18.04.2013 12:33:00

Russland: volkswirtschaftlich top, unternehmerisch Nachzügler

Russland hat zwar volkswirtschaftlich vorbildliche Zahlen vorzuweisen, hinkt aber unternehmerisch hinten nach. Daher kommt das Wachstum seit der Krise nicht mehr so recht in Schwung. Österreichische Firmen haben sich in den Jahren 2000 bis 2008 in dem Land etabliert, seither "geht es gemächlicher bergauf", schilderte der österreichische Wirtschaftsdelegierte in Moskau, Dietmar Fellner, am Donnerstag in Wien vor Journalisten.

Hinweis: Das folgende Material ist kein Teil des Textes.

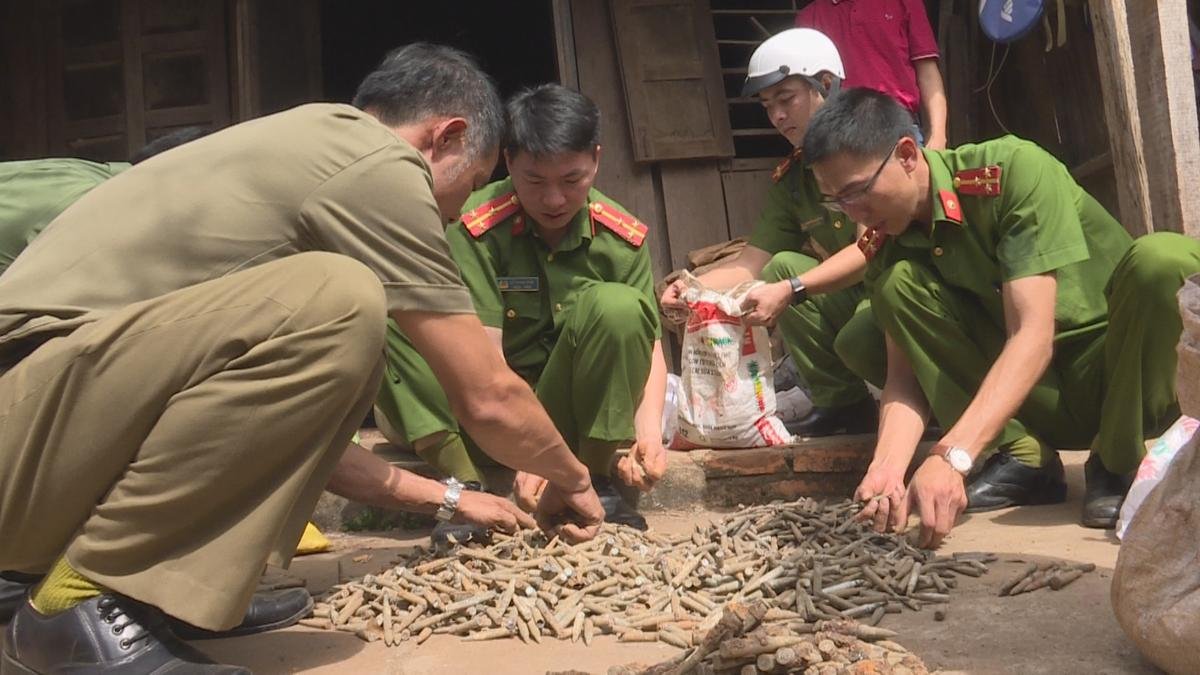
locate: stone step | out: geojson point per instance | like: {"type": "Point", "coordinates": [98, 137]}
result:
{"type": "Point", "coordinates": [828, 467]}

Der Staat erwirtschaftete 2012 einen Überschuss von 200 Mrd. Dollar (150 Mrd. Euro), die Verschuldung liegt bei nur 10 Prozent, die Arbeitslosigkeit ist ebenso wie die Inflation niedrig. Trotzdem dürfte das Wachstum von vier Prozent im Vorjahr auf heuer drei Prozent sinken. "Achillessehne" der russischen Wirtschaft ist das fehlende Unternehmertum, so Fellner. Die Zentralbank ist nicht bereit, den Leitzins von über 8 Prozent zu senken und Unternehmen günstige Kredite zu ermöglichen - zu tief sitzt die Angst vor einer steigenden Inflation. Auch wollen junge Menschen zwar gerne handeln und "Business" betreiben, nicht aber einen Produktionsbetrieb starten. Dafür geben sie das Geld, das sie verdienen, auch gerne wieder aus - der Inlandskonsum treibt die Wirtschaft an. Ein Eldorado ist Russland für Pharmafirmen: Alle Medikamente werden rezeptfrei verkauft und "man schluckt alles, weil man glaubt, man wird gesund". Pharmaimporte steigen exponentiell, allerdings müssen sich die Firmen verpflichten, bis 2020 im Land zu produzieren.

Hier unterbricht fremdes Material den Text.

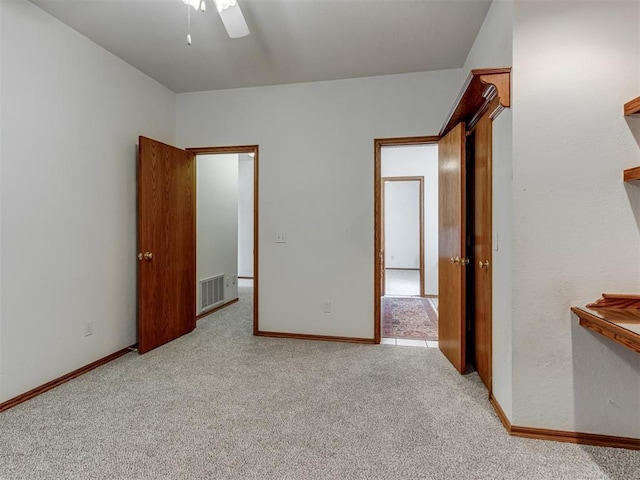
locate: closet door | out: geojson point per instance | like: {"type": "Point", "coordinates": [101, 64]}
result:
{"type": "Point", "coordinates": [451, 245]}
{"type": "Point", "coordinates": [482, 240]}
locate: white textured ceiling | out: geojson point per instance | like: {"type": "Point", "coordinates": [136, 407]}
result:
{"type": "Point", "coordinates": [291, 40]}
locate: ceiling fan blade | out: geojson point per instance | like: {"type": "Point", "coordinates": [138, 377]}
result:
{"type": "Point", "coordinates": [233, 20]}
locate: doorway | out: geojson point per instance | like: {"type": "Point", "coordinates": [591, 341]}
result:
{"type": "Point", "coordinates": [226, 227]}
{"type": "Point", "coordinates": [403, 235]}
{"type": "Point", "coordinates": [406, 241]}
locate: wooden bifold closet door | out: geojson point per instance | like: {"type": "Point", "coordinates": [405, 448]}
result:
{"type": "Point", "coordinates": [451, 246]}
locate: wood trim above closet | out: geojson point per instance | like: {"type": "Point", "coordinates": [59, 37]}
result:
{"type": "Point", "coordinates": [480, 88]}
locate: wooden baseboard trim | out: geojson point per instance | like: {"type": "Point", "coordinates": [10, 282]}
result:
{"type": "Point", "coordinates": [214, 310]}
{"type": "Point", "coordinates": [501, 415]}
{"type": "Point", "coordinates": [326, 338]}
{"type": "Point", "coordinates": [63, 379]}
{"type": "Point", "coordinates": [564, 436]}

Daher ist Russland weiter "das Bergwerk der Welt" und hängt stark von Rohstoffen ab. 50 Prozent des Budgets stammen aus dem Öl- und Gasgeschäft, das Budget bleibt ausgeglichen, solange der Ölpreis über 95 Dollar liegt. Vor vier Jahren brauchte Russland "nur" einen Ölpreis von 50 Dollar, aber inzwischen wurden zahlreiche Sozialleistungen eingeführt und die Pensionen müssen abgesichert werden, der Geldbedarf ist entsprechend höher. Ein Problem für Russland ist, dass nur die Hälfte der 98 Millionen Beschäftigten Sozialabgaben leisten.

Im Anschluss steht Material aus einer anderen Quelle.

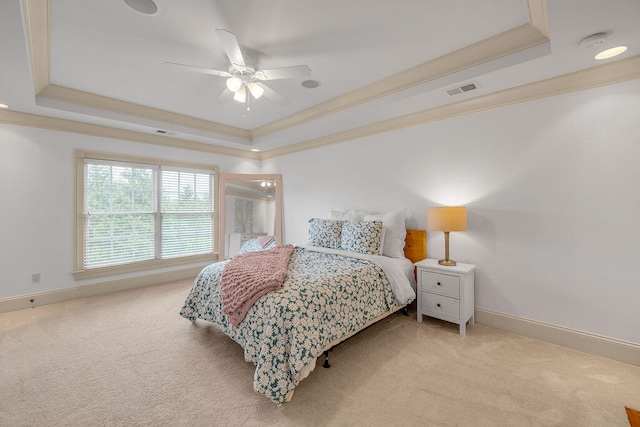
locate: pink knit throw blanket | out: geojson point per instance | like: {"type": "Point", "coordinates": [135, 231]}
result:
{"type": "Point", "coordinates": [249, 276]}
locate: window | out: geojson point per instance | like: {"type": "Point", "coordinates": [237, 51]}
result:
{"type": "Point", "coordinates": [138, 213]}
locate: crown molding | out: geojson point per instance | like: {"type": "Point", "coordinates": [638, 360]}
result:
{"type": "Point", "coordinates": [615, 72]}
{"type": "Point", "coordinates": [37, 24]}
{"type": "Point", "coordinates": [512, 41]}
{"type": "Point", "coordinates": [63, 125]}
{"type": "Point", "coordinates": [91, 100]}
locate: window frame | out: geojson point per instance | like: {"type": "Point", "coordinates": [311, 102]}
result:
{"type": "Point", "coordinates": [80, 272]}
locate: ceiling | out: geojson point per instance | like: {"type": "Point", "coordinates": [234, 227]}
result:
{"type": "Point", "coordinates": [97, 66]}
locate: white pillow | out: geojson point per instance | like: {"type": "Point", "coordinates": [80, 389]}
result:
{"type": "Point", "coordinates": [395, 231]}
{"type": "Point", "coordinates": [351, 215]}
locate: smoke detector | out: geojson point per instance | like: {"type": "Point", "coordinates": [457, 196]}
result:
{"type": "Point", "coordinates": [596, 39]}
{"type": "Point", "coordinates": [463, 88]}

Österreichische Firmen schlagen sich in diesem Umfeld gut, sagt Fellner. Rund 500 Unternehmen haben zusammen knapp 7 Mrd. Euro investiert, die großen sind darunter, etwa 60 produzieren auch im Land. Besonders aktiv sind Holzfirmen wie Kaindl, Egger, Mondi, Mayr-Melnhof, oder der Baustoffkonzern Wienerberger, die über eine Erweiterung ihrer Investitionen nachdenken. Fellner erwartet aber auch einen Zustrom von Autozulieferern in den drei Zentren der Autoindustrie, die zuletzt einen Boom erlebt hat. Magna ist schon eingestiegen, erinnert er. Russland werde bald Deutschland als größter Automarkt Europas überholen.

Auch können österreichische Exportfirmen vom Wachstum in Russland profitieren: Die österreichischen Exporte nach Russland legten um elf Prozent auf 3,2 Mrd. Euro zu, die Importe sogar um 17 Prozent auf 4,1 Mrd. Euro. Und im ersten Quartal 2013 gab es ein Plus von 35 Prozent bei Exporten und von 20 Prozent bei Importen.

Fellner wirbt auch dafür, dass die Österreicher östlich des Ural stärker Fuß fassen. "Zwischen Baikalsee und Pazifik" leben auf einem Gebiet so groß wie Indien sechs Millionen Menschen, eine Million weniger als vor 20 Jahren.